River (motherliness towards someone who’s earned her respect but still exhibits vulnerable neediness, especially on the grounds of a ‘still waters run deep’ weaponized femininity; wary that she can’t even conceive River’s interiority well enough to manipulate her at all)

Jayne (the same direct brutishness/elegant intrigue contrast that makes for great personality conflict also makes them a pretty balanced team in pursuit of a goal, plus the Whedonian play against TV convention with the complete impossibility of romantic subtext given that Inara would never and Jayne doesn’t do subtext)

Shepherd (the shared experience of secret-keeping vs. the fact that Shepherd intentionally presents to avoid his mystique while Inara presents to enhance hers)

Zoe (envious of her easy and uncomplicated relationship with Mal/cautious that it relies on the exact kind of unquestioning deference she avoids; cautious about her role as the crew’s female icon of settled monogamy/envious that it’s the exact model of egalitarian relationship she wants.)
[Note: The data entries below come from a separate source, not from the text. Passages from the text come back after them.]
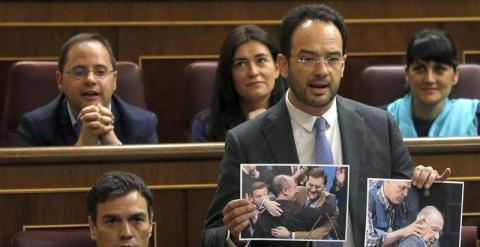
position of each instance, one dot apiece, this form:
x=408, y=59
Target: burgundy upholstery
x=53, y=238
x=381, y=84
x=198, y=80
x=31, y=84
x=469, y=236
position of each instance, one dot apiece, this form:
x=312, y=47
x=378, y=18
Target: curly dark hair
x=226, y=111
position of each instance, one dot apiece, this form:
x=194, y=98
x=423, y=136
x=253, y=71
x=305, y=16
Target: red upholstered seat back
x=53, y=238
x=199, y=80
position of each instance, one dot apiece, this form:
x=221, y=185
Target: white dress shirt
x=304, y=135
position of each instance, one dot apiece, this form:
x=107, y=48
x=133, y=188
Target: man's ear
x=343, y=65
x=151, y=229
x=93, y=228
x=282, y=64
x=59, y=77
x=456, y=76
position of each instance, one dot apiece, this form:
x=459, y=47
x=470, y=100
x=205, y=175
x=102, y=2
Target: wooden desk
x=48, y=186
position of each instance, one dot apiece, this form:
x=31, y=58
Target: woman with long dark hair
x=247, y=82
x=431, y=73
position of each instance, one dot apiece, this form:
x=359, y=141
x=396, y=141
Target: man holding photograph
x=294, y=217
x=313, y=46
x=387, y=214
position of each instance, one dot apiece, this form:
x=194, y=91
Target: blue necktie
x=323, y=155
x=323, y=151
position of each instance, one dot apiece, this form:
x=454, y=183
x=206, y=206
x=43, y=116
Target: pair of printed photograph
x=311, y=203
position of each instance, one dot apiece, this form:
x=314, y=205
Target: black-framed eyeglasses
x=83, y=72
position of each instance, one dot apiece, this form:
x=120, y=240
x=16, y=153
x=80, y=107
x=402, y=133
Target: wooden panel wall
x=48, y=186
x=164, y=36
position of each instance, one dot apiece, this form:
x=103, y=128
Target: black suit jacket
x=371, y=145
x=294, y=218
x=50, y=124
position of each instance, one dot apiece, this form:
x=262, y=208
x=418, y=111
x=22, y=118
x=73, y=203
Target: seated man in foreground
x=87, y=112
x=120, y=210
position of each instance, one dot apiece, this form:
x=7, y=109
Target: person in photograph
x=387, y=214
x=294, y=217
x=257, y=192
x=87, y=111
x=247, y=82
x=314, y=41
x=313, y=195
x=432, y=219
x=120, y=210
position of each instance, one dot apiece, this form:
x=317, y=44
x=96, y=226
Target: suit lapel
x=354, y=142
x=118, y=128
x=68, y=134
x=352, y=134
x=278, y=133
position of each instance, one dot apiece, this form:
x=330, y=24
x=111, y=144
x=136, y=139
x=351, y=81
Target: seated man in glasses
x=87, y=112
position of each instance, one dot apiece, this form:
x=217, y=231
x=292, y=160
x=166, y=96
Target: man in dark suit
x=87, y=112
x=120, y=210
x=295, y=217
x=313, y=44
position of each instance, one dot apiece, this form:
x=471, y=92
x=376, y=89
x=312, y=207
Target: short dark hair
x=226, y=111
x=299, y=14
x=279, y=183
x=79, y=38
x=432, y=45
x=256, y=186
x=318, y=173
x=116, y=184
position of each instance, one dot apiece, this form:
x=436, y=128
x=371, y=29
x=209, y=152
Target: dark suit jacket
x=371, y=145
x=412, y=241
x=294, y=218
x=50, y=124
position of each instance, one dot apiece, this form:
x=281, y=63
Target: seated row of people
x=425, y=110
x=247, y=82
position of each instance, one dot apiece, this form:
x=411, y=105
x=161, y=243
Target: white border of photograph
x=423, y=193
x=329, y=178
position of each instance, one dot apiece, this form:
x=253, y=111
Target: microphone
x=333, y=226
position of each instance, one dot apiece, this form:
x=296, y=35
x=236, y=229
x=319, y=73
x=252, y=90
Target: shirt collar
x=307, y=120
x=73, y=119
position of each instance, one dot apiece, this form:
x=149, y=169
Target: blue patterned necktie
x=323, y=151
x=323, y=155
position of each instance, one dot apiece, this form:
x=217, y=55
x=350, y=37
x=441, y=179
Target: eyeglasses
x=332, y=62
x=437, y=230
x=82, y=72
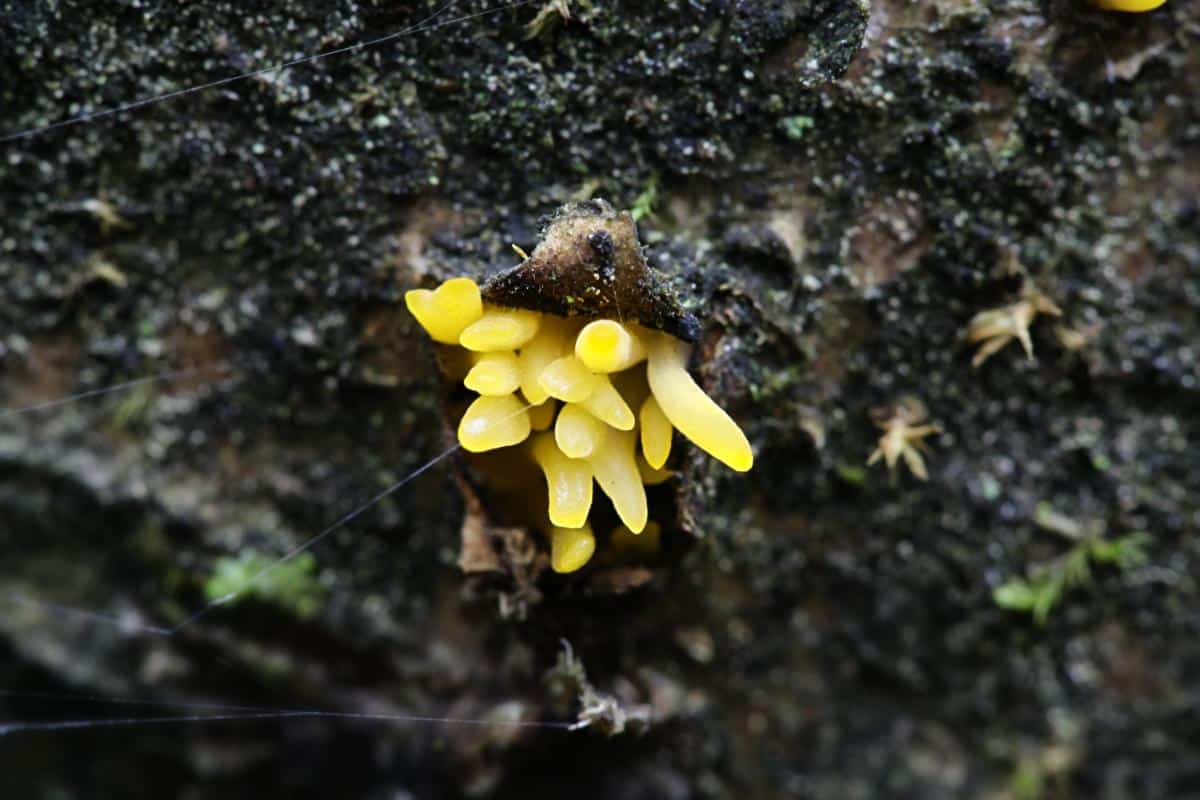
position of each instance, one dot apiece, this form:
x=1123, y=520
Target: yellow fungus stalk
x=501, y=329
x=657, y=433
x=652, y=476
x=543, y=416
x=568, y=379
x=607, y=405
x=616, y=471
x=607, y=346
x=1134, y=6
x=447, y=311
x=690, y=409
x=570, y=548
x=577, y=433
x=492, y=422
x=629, y=545
x=552, y=342
x=568, y=480
x=495, y=374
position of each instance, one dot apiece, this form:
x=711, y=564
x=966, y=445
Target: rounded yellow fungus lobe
x=657, y=433
x=1135, y=6
x=492, y=422
x=543, y=416
x=607, y=346
x=447, y=311
x=607, y=405
x=501, y=329
x=495, y=373
x=690, y=409
x=577, y=432
x=553, y=341
x=569, y=481
x=568, y=379
x=616, y=471
x=570, y=548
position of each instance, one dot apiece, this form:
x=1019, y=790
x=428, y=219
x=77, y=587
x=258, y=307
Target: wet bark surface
x=835, y=190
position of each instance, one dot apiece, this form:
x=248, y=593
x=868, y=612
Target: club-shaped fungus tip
x=570, y=548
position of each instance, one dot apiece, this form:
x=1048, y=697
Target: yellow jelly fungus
x=617, y=474
x=652, y=476
x=568, y=379
x=1135, y=6
x=492, y=422
x=657, y=433
x=690, y=409
x=553, y=341
x=495, y=373
x=570, y=548
x=543, y=416
x=568, y=480
x=576, y=386
x=447, y=311
x=501, y=329
x=577, y=433
x=607, y=346
x=607, y=405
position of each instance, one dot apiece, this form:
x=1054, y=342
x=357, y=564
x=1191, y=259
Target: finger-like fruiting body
x=652, y=476
x=1135, y=6
x=570, y=548
x=627, y=543
x=607, y=346
x=492, y=422
x=568, y=379
x=447, y=311
x=577, y=432
x=657, y=433
x=568, y=480
x=616, y=471
x=606, y=404
x=690, y=409
x=495, y=374
x=552, y=341
x=501, y=329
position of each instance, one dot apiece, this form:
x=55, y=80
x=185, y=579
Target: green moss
x=289, y=584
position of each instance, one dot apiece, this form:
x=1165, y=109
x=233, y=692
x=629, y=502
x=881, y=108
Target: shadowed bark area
x=834, y=188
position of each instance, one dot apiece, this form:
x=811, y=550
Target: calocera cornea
x=579, y=356
x=1132, y=6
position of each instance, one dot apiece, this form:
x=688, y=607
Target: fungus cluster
x=586, y=401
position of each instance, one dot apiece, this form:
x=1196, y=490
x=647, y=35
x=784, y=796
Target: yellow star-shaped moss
x=996, y=328
x=904, y=431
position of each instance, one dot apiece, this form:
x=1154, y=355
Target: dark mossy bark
x=840, y=188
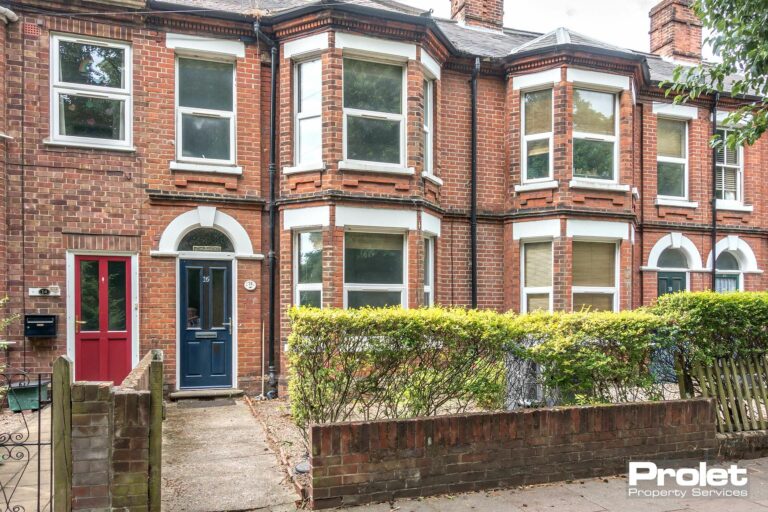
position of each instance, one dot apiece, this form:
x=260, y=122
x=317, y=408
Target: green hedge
x=705, y=325
x=393, y=363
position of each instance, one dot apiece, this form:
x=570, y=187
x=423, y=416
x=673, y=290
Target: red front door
x=102, y=318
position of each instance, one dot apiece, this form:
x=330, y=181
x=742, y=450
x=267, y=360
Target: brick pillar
x=91, y=433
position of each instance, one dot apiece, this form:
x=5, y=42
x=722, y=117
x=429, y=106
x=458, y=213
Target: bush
x=395, y=363
x=595, y=357
x=708, y=325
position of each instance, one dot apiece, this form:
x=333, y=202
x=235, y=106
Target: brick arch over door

Wash (Actually, I don’t know how you’d write an Inara/Wash plot. Wait no, I got it. She’d depend on him for something and he’d fuck it up in a dumb way and try to joke her temper down and she’d call him on his bullshit then be catty about him to the rest of the crew. Then he’d pull a totally amazing save and she’d look like the jerk. She’d do fish-out-of-water dealing with being the least liked person around, and appreciate the way that he’s really the one holding the crew in balance, performing the same kind of emotional labor she does.)